Belirsizlik karşısında “ciddiyet” ne anlama gelir? Bir kere, gerçeklikle anlaşmaya varmaya çalışmaktan ziyade gerçeklere yönelmek anlamına gelir. Şu anda, bu gerçekler, çoğumuz için hayatımızın çoğunun gerçekten beklemede olduğu ve birbirimize karşı sorumluluklarımız acı verici şeyler yapmamızı gerektiriyor. Bunun ne zaman duracağını ya da diğer tarafta hayatın nasıl görüneceğini söyleyemeyiz.
Her günü son günümüzmüş gibi yaşamamızı söyleyen sıradan ama basmakalıp bir halk bilgeliği var. Yine de bu, olasılığın diğer tarafını görmezden geliyor: hiç de son günün olmayabilir. Kierkegaard için samimiyet, “her günün son günüymüş gibi yaşamaktan ziyade uzun bir yaşamın ilk ve aynı zamanda ilk yaşamı” anlamına gelir.
Buradaki zorluk kesinliğe sarılmak ya da nihilizme teslim olmak değil, her şey mümkünmüş gibi yaşamaktan daha zorlayıcı olanıdır. Çünkü biz hızla öğrenirken, gerçekten öyledir.
Yazar Hakkında
Felsefe Doçenti Patrick Stokes, Deakin Üniversitesi
Bu makale şu adresten yeniden yayınlandı: Konuşma Creative Commons lisansı altında. Okumak Orijinal makale.
İlgili Kitaplar:
Atom Alışkanlıkları: İyi Alışkanlıklar Geliştirmenin ve Kötüleri Azaltmanın Kolay ve Kanıtlanmış Bir Yolu
James Clear tarafından
Atomik Alışkanlıklar, davranış değişikliği üzerine yapılan bilimsel araştırmalara dayalı olarak, iyi alışkanlıklar geliştirmek ve kötü olanlardan vazgeçmek için pratik tavsiyeler sunar.

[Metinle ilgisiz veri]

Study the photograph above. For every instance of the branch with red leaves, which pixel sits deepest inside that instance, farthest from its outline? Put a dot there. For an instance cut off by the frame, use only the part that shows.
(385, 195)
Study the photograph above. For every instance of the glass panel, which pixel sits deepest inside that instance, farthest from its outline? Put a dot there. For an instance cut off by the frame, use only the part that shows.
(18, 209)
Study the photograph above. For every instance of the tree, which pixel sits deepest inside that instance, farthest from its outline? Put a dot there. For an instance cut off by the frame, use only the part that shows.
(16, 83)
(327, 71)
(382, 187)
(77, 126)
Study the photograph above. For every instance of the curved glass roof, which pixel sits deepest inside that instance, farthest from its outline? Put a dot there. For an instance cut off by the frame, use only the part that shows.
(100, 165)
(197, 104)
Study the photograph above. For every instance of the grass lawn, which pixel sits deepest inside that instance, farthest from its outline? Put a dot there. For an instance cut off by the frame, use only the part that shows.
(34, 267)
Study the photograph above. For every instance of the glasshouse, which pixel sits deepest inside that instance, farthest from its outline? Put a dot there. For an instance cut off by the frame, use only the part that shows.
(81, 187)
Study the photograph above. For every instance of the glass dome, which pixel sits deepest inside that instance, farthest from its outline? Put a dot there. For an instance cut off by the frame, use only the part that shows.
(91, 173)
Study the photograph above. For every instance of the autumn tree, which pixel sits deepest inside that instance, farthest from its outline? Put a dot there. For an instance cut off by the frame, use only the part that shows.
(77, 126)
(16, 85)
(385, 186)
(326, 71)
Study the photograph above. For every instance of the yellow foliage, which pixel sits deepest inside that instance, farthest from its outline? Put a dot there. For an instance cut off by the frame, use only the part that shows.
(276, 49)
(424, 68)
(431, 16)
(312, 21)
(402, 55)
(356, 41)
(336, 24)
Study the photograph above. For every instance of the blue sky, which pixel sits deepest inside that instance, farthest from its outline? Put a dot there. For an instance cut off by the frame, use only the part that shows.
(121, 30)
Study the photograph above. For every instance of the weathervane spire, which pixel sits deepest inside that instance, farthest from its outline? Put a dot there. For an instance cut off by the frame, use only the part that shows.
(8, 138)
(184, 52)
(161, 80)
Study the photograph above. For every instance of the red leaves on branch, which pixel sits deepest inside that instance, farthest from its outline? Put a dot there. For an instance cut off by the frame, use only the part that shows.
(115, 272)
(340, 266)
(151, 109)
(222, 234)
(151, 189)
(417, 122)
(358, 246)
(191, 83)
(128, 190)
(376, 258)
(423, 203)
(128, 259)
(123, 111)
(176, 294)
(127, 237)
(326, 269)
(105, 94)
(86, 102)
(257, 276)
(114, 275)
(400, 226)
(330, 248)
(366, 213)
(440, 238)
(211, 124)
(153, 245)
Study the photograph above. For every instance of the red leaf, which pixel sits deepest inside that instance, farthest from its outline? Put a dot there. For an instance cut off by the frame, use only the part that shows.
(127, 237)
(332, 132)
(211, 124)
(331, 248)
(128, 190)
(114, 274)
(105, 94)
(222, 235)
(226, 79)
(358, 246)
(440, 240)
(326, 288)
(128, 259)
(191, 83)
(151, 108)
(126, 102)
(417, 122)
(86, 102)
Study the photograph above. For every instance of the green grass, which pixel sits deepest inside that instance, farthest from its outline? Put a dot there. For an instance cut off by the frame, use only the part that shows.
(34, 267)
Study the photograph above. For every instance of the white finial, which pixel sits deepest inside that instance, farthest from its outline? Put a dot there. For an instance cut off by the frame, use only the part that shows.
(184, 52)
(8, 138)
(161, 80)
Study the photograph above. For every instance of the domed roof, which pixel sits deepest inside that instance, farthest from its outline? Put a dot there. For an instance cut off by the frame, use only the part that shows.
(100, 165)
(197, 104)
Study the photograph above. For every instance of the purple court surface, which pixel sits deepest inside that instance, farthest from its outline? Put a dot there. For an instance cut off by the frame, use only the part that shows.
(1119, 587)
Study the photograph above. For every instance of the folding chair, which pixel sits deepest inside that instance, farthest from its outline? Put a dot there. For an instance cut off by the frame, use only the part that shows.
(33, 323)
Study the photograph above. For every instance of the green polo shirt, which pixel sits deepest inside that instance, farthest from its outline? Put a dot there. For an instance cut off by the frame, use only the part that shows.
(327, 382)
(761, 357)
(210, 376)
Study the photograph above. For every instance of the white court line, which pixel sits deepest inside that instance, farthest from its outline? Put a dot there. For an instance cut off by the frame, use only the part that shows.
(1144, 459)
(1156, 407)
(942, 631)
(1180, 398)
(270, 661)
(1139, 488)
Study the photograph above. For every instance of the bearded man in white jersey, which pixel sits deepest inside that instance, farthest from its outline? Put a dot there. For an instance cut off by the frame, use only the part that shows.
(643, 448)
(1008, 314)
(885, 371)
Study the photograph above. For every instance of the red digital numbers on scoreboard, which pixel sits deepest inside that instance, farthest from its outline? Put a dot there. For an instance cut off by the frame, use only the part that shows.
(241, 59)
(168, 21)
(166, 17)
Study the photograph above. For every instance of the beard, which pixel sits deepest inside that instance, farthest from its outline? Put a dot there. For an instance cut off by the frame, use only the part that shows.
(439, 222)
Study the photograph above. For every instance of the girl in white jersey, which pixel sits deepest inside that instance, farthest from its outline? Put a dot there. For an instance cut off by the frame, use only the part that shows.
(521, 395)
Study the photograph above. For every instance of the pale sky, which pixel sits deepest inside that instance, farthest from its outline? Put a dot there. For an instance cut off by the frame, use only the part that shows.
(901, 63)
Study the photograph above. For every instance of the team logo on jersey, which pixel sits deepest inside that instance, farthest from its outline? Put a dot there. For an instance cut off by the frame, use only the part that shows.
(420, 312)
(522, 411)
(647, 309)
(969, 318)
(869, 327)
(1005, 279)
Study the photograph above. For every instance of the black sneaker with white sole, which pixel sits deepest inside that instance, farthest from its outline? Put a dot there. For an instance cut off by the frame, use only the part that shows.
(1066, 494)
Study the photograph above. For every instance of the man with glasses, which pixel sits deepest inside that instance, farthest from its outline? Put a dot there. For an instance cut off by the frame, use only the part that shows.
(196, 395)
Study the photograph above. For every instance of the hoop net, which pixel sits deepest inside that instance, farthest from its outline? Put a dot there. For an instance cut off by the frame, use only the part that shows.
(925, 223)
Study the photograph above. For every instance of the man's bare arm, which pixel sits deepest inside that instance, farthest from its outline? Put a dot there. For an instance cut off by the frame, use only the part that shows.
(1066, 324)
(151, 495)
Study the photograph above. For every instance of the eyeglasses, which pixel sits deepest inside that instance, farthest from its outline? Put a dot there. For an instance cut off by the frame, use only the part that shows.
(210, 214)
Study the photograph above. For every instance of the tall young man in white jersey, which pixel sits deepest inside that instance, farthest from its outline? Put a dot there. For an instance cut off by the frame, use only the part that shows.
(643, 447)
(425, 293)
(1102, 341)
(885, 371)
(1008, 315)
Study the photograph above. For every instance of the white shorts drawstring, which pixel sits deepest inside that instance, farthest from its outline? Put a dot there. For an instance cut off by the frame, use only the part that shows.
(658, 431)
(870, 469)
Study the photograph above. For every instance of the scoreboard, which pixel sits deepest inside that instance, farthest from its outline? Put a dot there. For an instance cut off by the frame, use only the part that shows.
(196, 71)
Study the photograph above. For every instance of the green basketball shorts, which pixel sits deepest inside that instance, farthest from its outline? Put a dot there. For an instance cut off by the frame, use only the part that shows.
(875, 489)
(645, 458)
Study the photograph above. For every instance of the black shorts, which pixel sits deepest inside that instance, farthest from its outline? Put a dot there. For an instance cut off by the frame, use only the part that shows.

Daha fazla bilgi veya sipariş için tıklayın
Dört Eğilim: Hayatınızı Nasıl Daha İyi Hale Getireceğinizi (ve Diğer İnsanların Hayatlarını da Daha İyi Hale Getirmeyi) Ortaya Çıkaran Vazgeçilmez Kişilik Profilleri
kaydeden Gretchen Rubin
Dört Eğilim, dört kişilik tipini tanımlar ve kendi eğilimlerinizi anlamanın ilişkilerinizi, çalışma alışkanlıklarınızı ve genel mutluluğunuzu geliştirmenize nasıl yardımcı olabileceğini açıklar.
Daha fazla bilgi veya sipariş için tıklayın
Tekrar Düşünün: Bilmediklerinizi Bilmenin Gücü
yazan Adam Grant
Think Again, insanların fikirlerini ve tutumlarını nasıl değiştirebileceklerini araştırıyor ve eleştirel düşünmeyi ve karar vermeyi geliştirmeye yönelik stratejiler sunuyor.
Daha fazla bilgi veya sipariş için tıklayın
Travmanın İyileşmesinde Beden Puanı Tutar: Beyin, Zihin ve Beden
ile Bessel van der Kolk
Vücut Skoru Tutar travma ve fiziksel sağlık arasındaki bağlantıyı tartışır ve travmanın nasıl tedavi edilip iyileştirilebileceğine dair içgörüler sunar.
Daha fazla bilgi veya sipariş için tıklayın
Paranın Psikolojisi: Zenginlik, açgözlülük ve mutluluk üzerine zamansız dersler
kaydeden Morgan Housel
Para Psikolojisi, parayla ilgili tutum ve davranışlarımızın finansal başarımızı ve genel refahımızı nasıl şekillendirebileceğini inceler.